レース向けのToothPick Drone
BetaFPV HX115
マイクロドローンの派生で通称「Toothpick Drone(マイクロレースドローン)」と呼ばれるスピードを重視した機体。プロペラガードがないのも特徴。写真はHD撮影に対応したカメラを搭載したBetaFPVのモデル。115mm機。
●2019年6月 4K対応モデルの登場
etaFPV Beta85X 4K
HD版の登場から半年足らずの間に4K対応のモデルも。
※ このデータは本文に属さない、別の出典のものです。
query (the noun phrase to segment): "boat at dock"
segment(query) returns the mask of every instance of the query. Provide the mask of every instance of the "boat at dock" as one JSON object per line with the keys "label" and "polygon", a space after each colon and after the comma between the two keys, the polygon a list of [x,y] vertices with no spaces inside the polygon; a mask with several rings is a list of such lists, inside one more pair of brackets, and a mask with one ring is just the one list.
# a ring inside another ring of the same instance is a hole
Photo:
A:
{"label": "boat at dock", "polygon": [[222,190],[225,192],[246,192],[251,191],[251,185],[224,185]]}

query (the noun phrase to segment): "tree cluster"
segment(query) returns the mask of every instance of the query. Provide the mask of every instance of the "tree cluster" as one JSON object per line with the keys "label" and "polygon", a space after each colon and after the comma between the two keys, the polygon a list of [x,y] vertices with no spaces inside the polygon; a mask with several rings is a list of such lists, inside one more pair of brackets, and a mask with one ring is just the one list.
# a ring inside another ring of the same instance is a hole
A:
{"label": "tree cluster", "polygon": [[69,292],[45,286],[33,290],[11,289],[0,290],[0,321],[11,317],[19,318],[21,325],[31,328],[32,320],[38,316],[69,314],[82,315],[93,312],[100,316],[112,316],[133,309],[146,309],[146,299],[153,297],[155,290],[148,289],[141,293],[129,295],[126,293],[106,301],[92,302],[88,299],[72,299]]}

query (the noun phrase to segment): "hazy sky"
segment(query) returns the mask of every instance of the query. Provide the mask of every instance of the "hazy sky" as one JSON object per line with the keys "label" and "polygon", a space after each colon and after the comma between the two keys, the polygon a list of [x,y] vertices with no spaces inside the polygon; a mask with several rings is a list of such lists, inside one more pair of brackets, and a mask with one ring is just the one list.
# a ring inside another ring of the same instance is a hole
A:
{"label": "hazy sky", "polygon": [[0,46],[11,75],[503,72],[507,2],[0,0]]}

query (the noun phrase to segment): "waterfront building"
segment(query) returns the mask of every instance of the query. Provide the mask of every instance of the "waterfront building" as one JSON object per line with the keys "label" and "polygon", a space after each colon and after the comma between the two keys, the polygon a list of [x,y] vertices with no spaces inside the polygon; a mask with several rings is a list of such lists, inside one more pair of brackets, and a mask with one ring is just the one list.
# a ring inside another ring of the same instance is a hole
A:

カメラはCaddx Tarsier 4Kを搭載。当初はカメラ設定に使うWi-Fiの技適が通っていなかったが、その後日本でも使用可能に。
●2019年6月 75mm機がHD対応
BetaFPV Beta75X HD
BetaFPV社の撮影用マイクロドローンとしては中型に位置するのがシリーズ。85Xよりも小型で屋内撮影では取り回しがよいため、それまではRuncamなどをユーザーで取り付けるなど改造をして使われていたが、撮影カメラ搭載モデルとして登場。
●2020年1月 FPV映像のデジタル化
BetaFPV Beta95X Digital
こちらは95mm機。FPVは5.8GHz帯のアナログ電波を採用しているが、デジタル映像での伝送が可能なモデルも。現状、日本の電波法では使用できない。
●2020年3月 65mm機もHD対応
BetaFPV Beta65X HD
BetaFPVの最軽量機65XシリーズもHDカメラを搭載。
●2020年4月 GoProの外装を剥がして軽量化するのが世界中で流行
もっと高画質を求めるプロユーザーの間ではGoProの外装を剥がして軽量化したものをマイクロドローンに搭載するという動きも世界中で増えている。左上は95XのフレームにGoPro HERO 7、右上は95Xのフレームに HERO 8を搭載したもの。元の重量は94.4gだが、21gになる。